Me permito una nota sobre la estética del sentir: la cultura contemporánea celebra la épica del remedio inmediato. Es más rentable narrativamente un “salí y me curé” que una lenta reparación hecha de hábitos diminutos. Pero la reparación sostenida suele ser aburrida, técnica y discreta. Tomar esa ruta no otorga selfies heroicos, pero sí restituciones: menos vértigo, más pulso. Esto implica aceptar la economía de recursos —tiempo, dinero, paciencia— y planificar en consecuencia. Si el sentimiento no es un destello sino un paisaje habitual, entonces la franqueza obliga a decir: “es necesario invertir en ayuda”. Nada más realista ni más sobrio que eso, aunque a veces, no tengas dinero para pagar el tratamiento.
Termino con una curiosidad práctica: la ironía puede ser un instrumento filosófico para no derrumbarse. Reírse de la propia exageración no la invalida; la sitúa. Decir en voz alta “hoy mi vida parece un culebrón” es, paradójicamente, una forma de distancia crítica. Pero la realidad es que la distancia no cura pero permite maniobrar.

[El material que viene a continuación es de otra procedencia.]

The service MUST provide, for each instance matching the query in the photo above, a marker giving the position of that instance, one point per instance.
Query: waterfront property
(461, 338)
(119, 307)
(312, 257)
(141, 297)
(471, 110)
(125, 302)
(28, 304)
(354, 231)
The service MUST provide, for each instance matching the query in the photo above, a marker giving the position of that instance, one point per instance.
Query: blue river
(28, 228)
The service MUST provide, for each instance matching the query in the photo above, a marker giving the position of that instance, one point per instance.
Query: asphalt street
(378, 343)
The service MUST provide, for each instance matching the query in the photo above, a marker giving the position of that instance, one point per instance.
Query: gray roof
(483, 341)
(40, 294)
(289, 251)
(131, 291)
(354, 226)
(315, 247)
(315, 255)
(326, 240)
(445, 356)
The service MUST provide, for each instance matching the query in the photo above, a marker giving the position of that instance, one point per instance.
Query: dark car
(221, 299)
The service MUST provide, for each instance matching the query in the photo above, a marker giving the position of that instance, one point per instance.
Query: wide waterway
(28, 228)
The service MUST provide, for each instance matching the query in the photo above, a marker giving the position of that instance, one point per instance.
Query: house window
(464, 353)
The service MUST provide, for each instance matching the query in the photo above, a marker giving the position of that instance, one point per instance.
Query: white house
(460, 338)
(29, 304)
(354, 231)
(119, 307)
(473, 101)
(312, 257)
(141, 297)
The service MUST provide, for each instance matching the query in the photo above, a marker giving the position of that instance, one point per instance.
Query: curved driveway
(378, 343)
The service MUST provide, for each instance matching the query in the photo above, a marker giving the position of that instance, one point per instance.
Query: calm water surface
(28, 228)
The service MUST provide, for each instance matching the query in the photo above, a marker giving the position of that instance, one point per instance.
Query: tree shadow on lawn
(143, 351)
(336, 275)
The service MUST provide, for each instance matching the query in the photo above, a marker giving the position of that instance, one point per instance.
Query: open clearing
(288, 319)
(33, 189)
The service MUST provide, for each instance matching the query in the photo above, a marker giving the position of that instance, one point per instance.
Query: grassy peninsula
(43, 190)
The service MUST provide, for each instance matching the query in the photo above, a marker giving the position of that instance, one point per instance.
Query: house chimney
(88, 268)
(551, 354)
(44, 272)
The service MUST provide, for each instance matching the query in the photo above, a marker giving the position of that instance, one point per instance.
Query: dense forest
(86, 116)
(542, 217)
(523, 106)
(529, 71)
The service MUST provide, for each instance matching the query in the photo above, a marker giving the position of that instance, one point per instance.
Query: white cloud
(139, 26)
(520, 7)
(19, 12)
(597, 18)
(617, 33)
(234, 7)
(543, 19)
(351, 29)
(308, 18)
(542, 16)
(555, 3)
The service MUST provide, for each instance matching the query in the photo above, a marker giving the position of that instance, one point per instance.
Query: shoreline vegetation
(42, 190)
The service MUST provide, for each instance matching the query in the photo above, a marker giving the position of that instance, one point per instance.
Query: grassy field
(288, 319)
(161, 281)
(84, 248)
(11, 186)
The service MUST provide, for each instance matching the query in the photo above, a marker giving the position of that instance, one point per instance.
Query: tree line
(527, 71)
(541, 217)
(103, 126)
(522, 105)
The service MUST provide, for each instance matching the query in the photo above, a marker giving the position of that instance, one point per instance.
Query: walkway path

La suerte, en el sentido literal, es cuando ese pensamiento es momentáneo. Si lo es, tenemos ejercicios, rituales y pequeñas estrategias para atravesarlo. Si no lo es, la formalidad del diagnóstico y la intervención profesional dejan de ser lujo para convertirse en condición de posibilidad. Y aunque cierre este artículo con un guiño seco —“espero que tengas dinero y tiempo suficiente para ir al psicólogo”— lo digo sin sarcasmo: la profesionalidad cuesta, y es justo nombrarlo. La salud mental también tiene presupuesto; saberlo y planificarlo es una forma de autocuidado.
Quedémonos, por último, con una imagen: la hora pesada no es una condena perpetua, sino un lugar de paso. Si la atravesamos con claridad conceptual, un mínimo de ironía y, cuando haga falta, inversión en ayuda, la probabilidad de recuperación deja de ser un desiderátum y pasa a ser una política personal. Eso, para mí, es lo verdaderamente sesudo: tratar la emoción con la misma seriedad con la que trataríamos una deuda urgente. Y claro, saldarla, aunque sea con un salto al vacío.